Le vittorie dei rivoluzionari spagnoli sono «vittorie rosse» ecc ecc .
In questi casi le virgolette servono per imporre il criterio ortodosso di lettura.
Il lettore o l’ascoltatore non deve poter decidere liberamente sullo spessore semantico della parola.
Le virgolette vengono giustapposte o meno a seconda che il significato della parola debba essere preso per buono, oppure no. Sono come dei segni diacritici che impedendo una lettura soggettiva e individuale forzano il lettore nel senso dell’interpretazione imposta dal Partito.
Ci sono alcune parole che senza le virgolette non possono comparire.
Sono quelle, per le quali, appunto, le virgolette sono d’obbligo e non dipendono dal contesto.
Sono quelle parole, il cui significato originario è stato espulso dal lessico.
In questo modo, si vuole espellere il concetto che ad esse si accompagna.
Si tratta di concetti e di parole quali la democrazia o l’umanità.
Parole, queste, che non vengono mai lasciate circolare liberamente,
ma, sempre, con i ceppi delle virgolette.
Molto spesso, addirittura accompagnate, per sovrappiù, da uno o più epiteti, come per esempio quando veniva scritto: “venefica umanità ebraica”. Stessa sorte per le parole “intelligenza” e “obbiettività”. Un altro termine da cancellare e da stravolgere, attraverso l’uso ossessivo delle virgolette, è “sistema”, parola squalificata in quanto, già utilizzata per designare la Repubblica di Weimar, dai nazisti considerata la peggiore forma di governo.
Ma nemmeno la parola “filosofia” è amata dal III Reich, e raramente circola senza virgolette, nonostante il Partito Nazionalsocialista pretendesse di avere una propria filosofia e potesse contare su un filosofo ufficialmente riconosciuto, quale Alfred Rosenberg.
Così il termine “filosofia“ insieme alla filosofia stessa, in quanto tale, va in disuso e viene accantonato. Al suo posto un surrogato: Weltanschauung.

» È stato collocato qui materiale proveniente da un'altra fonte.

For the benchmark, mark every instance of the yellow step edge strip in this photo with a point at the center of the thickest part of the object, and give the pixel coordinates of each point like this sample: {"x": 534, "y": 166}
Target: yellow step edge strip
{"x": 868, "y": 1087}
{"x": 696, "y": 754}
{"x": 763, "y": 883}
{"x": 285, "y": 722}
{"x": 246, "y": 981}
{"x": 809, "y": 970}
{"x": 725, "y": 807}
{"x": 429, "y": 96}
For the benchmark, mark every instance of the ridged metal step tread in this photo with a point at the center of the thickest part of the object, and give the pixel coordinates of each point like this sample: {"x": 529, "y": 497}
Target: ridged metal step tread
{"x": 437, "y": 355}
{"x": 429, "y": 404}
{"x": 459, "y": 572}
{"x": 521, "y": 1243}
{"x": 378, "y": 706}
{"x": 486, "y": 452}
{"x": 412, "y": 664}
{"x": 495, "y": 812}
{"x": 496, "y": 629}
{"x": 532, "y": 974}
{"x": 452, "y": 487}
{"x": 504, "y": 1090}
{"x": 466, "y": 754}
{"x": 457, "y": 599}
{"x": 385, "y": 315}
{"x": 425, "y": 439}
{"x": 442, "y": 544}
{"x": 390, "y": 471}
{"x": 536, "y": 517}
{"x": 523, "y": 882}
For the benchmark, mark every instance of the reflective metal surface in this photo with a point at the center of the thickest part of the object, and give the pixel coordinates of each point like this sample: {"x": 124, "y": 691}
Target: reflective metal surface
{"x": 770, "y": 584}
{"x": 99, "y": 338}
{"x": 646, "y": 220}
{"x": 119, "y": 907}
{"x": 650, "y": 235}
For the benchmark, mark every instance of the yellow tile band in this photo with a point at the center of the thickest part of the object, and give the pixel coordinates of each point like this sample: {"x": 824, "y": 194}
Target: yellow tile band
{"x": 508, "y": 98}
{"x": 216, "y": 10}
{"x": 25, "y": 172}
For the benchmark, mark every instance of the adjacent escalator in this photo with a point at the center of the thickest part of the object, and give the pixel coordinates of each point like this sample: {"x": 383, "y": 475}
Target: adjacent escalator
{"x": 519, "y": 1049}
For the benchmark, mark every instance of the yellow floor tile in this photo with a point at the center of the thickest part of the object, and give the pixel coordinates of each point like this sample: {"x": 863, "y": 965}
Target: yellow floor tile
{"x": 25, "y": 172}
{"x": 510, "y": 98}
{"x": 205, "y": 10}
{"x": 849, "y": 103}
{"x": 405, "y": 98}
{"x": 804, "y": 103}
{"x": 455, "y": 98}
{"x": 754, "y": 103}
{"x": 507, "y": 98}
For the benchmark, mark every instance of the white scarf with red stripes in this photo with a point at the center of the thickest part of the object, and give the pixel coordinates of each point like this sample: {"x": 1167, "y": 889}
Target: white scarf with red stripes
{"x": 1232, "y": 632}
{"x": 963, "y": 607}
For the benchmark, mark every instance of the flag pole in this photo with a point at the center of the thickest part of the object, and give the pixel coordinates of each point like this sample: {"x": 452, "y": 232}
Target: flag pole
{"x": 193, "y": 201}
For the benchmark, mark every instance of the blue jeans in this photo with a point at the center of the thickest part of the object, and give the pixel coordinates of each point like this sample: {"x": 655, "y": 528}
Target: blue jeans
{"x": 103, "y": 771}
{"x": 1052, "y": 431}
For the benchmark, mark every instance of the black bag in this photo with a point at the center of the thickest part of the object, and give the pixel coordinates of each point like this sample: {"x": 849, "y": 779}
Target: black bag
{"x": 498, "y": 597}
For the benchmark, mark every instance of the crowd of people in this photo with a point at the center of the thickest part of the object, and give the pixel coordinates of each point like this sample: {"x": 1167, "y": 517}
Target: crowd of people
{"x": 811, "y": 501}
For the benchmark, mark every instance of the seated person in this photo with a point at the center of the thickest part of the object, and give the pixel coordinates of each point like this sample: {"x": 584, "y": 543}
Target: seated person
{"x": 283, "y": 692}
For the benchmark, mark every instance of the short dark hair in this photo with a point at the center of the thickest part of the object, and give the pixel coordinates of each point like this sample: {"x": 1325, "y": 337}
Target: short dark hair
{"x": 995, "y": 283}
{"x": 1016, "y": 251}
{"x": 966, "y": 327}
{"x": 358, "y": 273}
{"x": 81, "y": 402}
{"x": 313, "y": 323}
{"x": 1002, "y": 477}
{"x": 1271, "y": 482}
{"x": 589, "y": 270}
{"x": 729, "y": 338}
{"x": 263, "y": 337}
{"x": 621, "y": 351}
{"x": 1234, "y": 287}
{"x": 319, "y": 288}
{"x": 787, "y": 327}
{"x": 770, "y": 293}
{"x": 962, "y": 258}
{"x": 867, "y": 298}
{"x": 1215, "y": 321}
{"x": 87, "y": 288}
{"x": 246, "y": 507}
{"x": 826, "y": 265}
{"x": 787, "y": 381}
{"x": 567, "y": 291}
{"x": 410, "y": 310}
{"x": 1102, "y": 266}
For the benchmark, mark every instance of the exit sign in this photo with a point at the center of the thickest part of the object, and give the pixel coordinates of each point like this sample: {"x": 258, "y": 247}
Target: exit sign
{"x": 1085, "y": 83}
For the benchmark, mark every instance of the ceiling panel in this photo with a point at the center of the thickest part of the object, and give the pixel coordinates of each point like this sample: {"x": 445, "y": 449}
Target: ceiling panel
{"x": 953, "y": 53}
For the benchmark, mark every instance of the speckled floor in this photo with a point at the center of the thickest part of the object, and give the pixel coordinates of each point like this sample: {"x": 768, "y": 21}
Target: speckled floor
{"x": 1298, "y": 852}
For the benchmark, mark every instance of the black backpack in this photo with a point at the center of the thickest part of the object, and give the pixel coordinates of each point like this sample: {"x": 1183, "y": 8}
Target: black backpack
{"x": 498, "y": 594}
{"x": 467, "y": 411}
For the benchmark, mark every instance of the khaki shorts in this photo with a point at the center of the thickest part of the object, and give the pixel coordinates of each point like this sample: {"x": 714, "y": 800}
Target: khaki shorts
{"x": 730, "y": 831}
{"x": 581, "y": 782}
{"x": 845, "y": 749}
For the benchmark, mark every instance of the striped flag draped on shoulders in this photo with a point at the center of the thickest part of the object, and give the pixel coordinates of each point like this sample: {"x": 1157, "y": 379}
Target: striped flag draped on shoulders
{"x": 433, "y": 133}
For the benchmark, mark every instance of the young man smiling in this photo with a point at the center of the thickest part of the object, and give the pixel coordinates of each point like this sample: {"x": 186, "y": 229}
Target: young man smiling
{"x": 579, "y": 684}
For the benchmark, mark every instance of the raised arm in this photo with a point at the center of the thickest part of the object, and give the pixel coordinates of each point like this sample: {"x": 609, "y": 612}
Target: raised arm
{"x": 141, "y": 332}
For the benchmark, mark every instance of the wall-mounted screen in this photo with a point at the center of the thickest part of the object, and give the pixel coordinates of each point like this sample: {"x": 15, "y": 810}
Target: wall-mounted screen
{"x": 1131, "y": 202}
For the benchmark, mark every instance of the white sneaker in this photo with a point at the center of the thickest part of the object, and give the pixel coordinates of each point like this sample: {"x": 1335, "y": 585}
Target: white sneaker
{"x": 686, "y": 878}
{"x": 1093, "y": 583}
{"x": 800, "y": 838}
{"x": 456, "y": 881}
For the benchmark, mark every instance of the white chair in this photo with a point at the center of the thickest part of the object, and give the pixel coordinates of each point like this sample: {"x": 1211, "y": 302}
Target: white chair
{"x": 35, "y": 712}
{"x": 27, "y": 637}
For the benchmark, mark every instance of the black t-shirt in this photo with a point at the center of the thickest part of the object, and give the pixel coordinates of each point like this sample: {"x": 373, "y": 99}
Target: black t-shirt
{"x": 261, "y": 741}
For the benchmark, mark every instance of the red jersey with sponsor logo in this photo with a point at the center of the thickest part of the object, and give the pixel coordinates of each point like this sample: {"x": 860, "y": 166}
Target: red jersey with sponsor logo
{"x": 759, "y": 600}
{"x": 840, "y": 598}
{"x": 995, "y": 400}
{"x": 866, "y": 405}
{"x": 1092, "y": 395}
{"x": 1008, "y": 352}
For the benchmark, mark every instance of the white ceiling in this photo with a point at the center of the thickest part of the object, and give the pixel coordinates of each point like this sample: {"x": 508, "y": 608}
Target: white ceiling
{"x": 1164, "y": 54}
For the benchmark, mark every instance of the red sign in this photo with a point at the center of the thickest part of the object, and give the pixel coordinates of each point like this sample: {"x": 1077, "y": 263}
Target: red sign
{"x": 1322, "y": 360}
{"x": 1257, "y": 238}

Anschauen vuol dire: guardare con attenzione, contemplare con riferimento a un oggetto.
Anschauen non riguarda mai il pensiero razionale.
Infatti chi pensa compie un’astrazione, e distoglie i sensi dall’oggetto.
Ma non riguarda nemmeno semplicemente un vedere con l’occhio, in quanto organo visivo.
Piuttosto significa un vedere che va oltre il lato materiale ed esteriore, ma che riesce a cogliere l’anima di ciò che vede. Secondo Klemperer, Weltanschauung, parola già usata prima del nazismo, trasformata in surrogato di filosofia perde “il suo aspetto domenicale, divenendo parola che rimanda al quotidiano, al professionale ”. Uno dei suoi componenti “Schau” (punto di vista, visione) diviene una parola di culto per il nazismo, e finisce per ricoprire il significato di parata nazista.
In pratica si verifica un passaggio dal tedesco Schau all’inglese show (esposizione, spettacolo).
Siamo quindi in presenza di un cambio di valore semantico.
Alcune parole vengono del tutto cancellate e non circolano più, nemmeno tra virgolette.
Questo tipo di intervento, che è stato chiamato “logocidio” , ha riguardato:
- Pressefreiheit (libertà di stampa),
- gelbe Gefahr (“pericolo giallo” non più di moda durante l’asse Roma-Berlino-Tokio),
- Völkerbund (Lega delle Nazioni),
- Stalingrad (dopo la sconfitta) .
Ci sono poi i casi di termini il cui valore semantico cambia di segno, da negativo a positivo, o viceversa. E’ il caso di fanatisch (fanatico).
Fanatico, deriva dal latino fanum (il luogo sacro, il tempio).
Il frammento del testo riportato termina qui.